Alternating current alternates in either direction. It is necessary to reverse that one. The reversal of current which can be achieved by means of short circuiting the brushes is known as commutation.

There must be certain period of time for this operation to take place. It is known as time of commutation. This reversal of current produces some effects. The self induced emf is developed when the brushes are short circuited which is the Reactance voltage.

It opposes that reversal which ultimately results in sparking of the brushes. The commutation must be improved to eliminate this effect. The Resistance commutation can be implemented by providing high resistance brushes.

Still we can have better commutation by means of interpoles. It can also be called as emf commutation. It produces external emf which cancels the reactance voltage. The interpole is connected in series with the armature.

It main advantage is that in increase the sparking limit of the machine which result in the creation of the smaller interpole machine with that output.

Concept of Armature Reaction

               The main concept in the DC Generator is the armature reaction. It is the simple thing that we can capture easily. The Main Field system produces the field.

 The armature current also develops its own flux. Since armature is revolving within the main field system it shows some effect on the main field. This effect of flux developed by armature on the main flux is described as an armature reaction.

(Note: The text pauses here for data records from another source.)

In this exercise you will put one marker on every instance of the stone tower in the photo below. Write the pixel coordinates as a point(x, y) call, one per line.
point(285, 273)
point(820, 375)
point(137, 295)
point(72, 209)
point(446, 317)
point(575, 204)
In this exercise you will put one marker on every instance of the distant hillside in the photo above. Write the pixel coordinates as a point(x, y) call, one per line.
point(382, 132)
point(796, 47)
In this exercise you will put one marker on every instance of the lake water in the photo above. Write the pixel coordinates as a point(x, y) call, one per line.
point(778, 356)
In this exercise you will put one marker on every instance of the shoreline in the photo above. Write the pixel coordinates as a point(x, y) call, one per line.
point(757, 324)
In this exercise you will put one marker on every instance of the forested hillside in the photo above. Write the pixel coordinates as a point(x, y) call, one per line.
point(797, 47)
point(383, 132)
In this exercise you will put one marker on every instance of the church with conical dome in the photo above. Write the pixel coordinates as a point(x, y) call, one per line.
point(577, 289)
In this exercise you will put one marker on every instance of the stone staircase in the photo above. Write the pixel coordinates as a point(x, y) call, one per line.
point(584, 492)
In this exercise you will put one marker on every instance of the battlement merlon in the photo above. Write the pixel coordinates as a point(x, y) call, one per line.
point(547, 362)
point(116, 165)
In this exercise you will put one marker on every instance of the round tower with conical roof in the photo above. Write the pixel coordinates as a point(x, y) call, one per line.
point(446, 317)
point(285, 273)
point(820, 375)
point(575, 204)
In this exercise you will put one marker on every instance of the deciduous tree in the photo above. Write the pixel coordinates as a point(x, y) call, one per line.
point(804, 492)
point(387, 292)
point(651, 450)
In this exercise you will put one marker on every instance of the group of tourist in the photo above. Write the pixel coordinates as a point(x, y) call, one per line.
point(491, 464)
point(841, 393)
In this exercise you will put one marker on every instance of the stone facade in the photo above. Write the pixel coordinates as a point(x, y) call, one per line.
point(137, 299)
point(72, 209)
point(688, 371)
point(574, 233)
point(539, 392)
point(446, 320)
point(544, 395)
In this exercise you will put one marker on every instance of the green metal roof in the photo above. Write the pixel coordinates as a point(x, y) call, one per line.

There are two possibilities based on the effect. It weakens the main flux or it distorts the main flux. The both effects can be described as demagnetizing and cross magnetizing respectively. It is necessary to nullify the effects of these effects.

Demagnetizing effect can be nullified by providing additional turns on each pole. Cross magnetizing effect can be nullified by providing compensating windings in the pole shoes and it is connected in series with the armature. The armature reaction in general is produced by the load current.